La erupción del volcán Anak Krakatau obligó este domingo a restringir operaciones aéreas y actividades en sectores de Java y Sumatra, que dejaron 209 vuelos afectados y cerca de 22.800 pasajeros alcanzados por cancelaciones, demoras y reprogramaciones.
La ceniza volcánica alteró la actividad en varios aeropuertos, incluido el Soekarno-Hatta de Yakarta, el principal de Indonesia. El Ministerio de Transporte informó que las modificaciones alcanzaron rutas nacionales e internacionales. Las restricciones también afectaron a otras terminales aéreas. Garuda Indonesia, AirAsia, Singapore Airlines y Cathay Pacific comunicaron ajustes en sus servicios para brindar respuesta a sus pasajeros.
“Varios vuelos de AirAsia con origen y destino en Yakarta fueron cancelados o reprogramados”, declaró el director ejecutivo interino de AirAsia Indonesia, el capitán Achmad Sadikin, según el diario The Jakarta Post. “La situación provocada por las cenizas volcánicas también ha obligado a realizar ajustes operativos en determinados servicios de AirAsia cuyas rutas de vuelo podrían verse afectadas”, añadió. El directivo indicó que los pasajeros recibieron información sobre el estado de sus vuelos y las alternativas disponibles.
La actividad del volcán Anak Krakatau, ubicado en el estrecho de la Sonda entre Java y Sumatra, aumentó durante la noche del viernes. La agencia meteorológica detectó ceniza en Yakarta, Banten, Java Occidental, Lampung, Bengkulu y Sumatra Meridional, con columnas que alcanzaron varios kilómetros de altura.
La caída de ceniza también alteró la vida cotidiana en comunidades próximas. Varias escuelas suspendieron sus actividades, mientras pescadores de la zona interrumpieron las salidas al mar.

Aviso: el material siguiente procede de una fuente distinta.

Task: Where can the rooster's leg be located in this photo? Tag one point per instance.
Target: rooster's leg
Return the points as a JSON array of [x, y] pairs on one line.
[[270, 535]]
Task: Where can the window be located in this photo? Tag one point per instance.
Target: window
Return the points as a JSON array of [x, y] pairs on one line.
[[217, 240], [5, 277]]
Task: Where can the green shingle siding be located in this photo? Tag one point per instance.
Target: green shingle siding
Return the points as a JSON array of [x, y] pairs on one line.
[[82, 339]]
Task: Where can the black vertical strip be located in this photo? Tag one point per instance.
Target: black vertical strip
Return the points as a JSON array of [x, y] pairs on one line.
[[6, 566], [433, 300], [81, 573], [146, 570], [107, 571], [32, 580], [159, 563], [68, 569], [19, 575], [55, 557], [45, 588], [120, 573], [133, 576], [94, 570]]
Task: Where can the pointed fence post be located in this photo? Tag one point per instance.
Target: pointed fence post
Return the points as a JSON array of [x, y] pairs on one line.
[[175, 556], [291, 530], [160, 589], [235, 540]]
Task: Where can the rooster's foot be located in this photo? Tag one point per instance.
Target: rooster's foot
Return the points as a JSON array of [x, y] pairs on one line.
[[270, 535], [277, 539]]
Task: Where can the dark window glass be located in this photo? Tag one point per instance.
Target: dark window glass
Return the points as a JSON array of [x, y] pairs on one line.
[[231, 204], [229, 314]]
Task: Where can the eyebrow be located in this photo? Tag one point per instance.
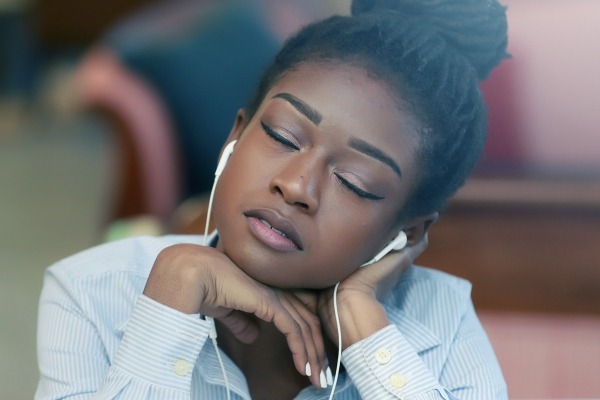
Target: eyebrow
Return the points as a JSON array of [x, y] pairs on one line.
[[313, 115], [372, 151]]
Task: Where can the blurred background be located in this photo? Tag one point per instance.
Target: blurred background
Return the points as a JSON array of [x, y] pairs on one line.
[[101, 103]]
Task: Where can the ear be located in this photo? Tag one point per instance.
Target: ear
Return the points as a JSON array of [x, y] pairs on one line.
[[419, 227]]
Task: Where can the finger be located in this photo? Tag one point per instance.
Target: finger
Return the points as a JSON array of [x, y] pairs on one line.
[[242, 325], [310, 326], [269, 308]]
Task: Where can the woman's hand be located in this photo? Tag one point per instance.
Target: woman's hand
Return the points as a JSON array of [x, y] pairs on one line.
[[358, 296], [198, 279]]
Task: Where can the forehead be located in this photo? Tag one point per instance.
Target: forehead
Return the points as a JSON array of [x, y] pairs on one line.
[[352, 103]]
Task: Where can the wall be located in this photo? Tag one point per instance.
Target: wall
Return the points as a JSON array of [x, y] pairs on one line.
[[556, 55]]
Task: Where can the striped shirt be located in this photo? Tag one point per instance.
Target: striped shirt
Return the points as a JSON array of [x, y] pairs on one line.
[[99, 337]]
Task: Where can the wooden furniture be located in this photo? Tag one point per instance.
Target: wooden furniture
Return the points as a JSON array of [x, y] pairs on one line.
[[526, 244]]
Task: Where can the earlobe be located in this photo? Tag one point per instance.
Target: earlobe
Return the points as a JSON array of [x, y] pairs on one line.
[[239, 124], [419, 227]]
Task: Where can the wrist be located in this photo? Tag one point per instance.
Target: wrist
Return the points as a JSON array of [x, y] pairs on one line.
[[360, 317]]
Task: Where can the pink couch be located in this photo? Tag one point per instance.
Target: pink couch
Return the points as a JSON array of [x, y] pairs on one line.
[[547, 356]]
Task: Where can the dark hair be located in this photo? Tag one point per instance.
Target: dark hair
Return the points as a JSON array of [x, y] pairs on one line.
[[431, 54]]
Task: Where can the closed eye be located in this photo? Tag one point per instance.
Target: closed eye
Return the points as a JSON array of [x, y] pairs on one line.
[[358, 191], [278, 138]]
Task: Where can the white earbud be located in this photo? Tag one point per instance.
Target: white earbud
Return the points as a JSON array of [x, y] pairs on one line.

Las autoridades recomendaron el uso de mascarillas y protección ocular, limitar las actividades al aire libre y aumentar la precaución al conducir ante la reducción de la visibilidad. También pidieron a residentes, pescadores y turistas que no se acerquen a menos de tres kilómetros del cráter activo.
En Bandar Lampung, las autoridades utilizaron camiones cisterna para humedecer vías principales y evitar que la ceniza se eleve y afecte la circulación. “Se ordenó a la agencia de desastres y al departamento de bomberos de Bandar Lampung que rociaran agua en varias carreteras principales”, explicó la alcaldesa Eva Dwiana.
“Esperamos que el rociado reduzca la ceniza volcánica en suspensión del Monte Anak Krakatau que está molestando a los residentes y usuarios de la vía”, agregó.
La Agencia Nacional de Gestión de Desastres (BNPB) descartó, por ahora, un riesgo inminente de tsunami. El organismo difundió una evaluación del Centro de Vulcanología y Mitigación de Peligros Geológicos (PVMBG), que concluyó que el crecimiento del edificio volcánico desde el episodio de 2018 permanece limitado y no apunta a un colapso masivo. “Por lo tanto, esperamos que los residentes de Banten y Lampung no entren en pánico”, afirmó el portavoz de la BNPB, Berton SP Panjaitan, quien aseguró que las autoridades mantienen una vigilancia estrecha sobre la evolución del volcán.
“La morfología actual del Anak Krakatoa es diferente de la que presentaba antes del episodio de 2018 (...). Las evaluaciones realizadas hasta la fecha indican que el crecimiento del Krakatoa desde la erupción del 22 de diciembre de 2018 sigue siendo relativamente limitado y no supone un riesgo de colapso estructural de una magnitud capaz de provocar un tsunami”, afirmó la directora de la Agencia Geológica de Indonesia, Lana Saria.
El Anak Krakatau sufrió el 22 de diciembre de 2018 una erupción nocturna que provocó el derrumbe parcial de su cono volcánico. Ese episodio desencadenó un tsunami que sorprendió a personas que pasaban las vacaciones de Navidad en las costas de Java y Sumatra. El balance oficial de aquel desastre registró 425 muertos, 25 desaparecidos y cerca de 14.000 heridos.
El volcán, conocido como el “hijo del Krakatoa”, emergió de las aguas en 1927, más de medio siglo después de la erupción que destruyó la caldera del Krakatoa original en 1883. Aquella cadena de explosiones causó la muerte de más de 36.000 personas y tuvo consecuencias que se percibieron en distintas partes del mundo durante varios meses.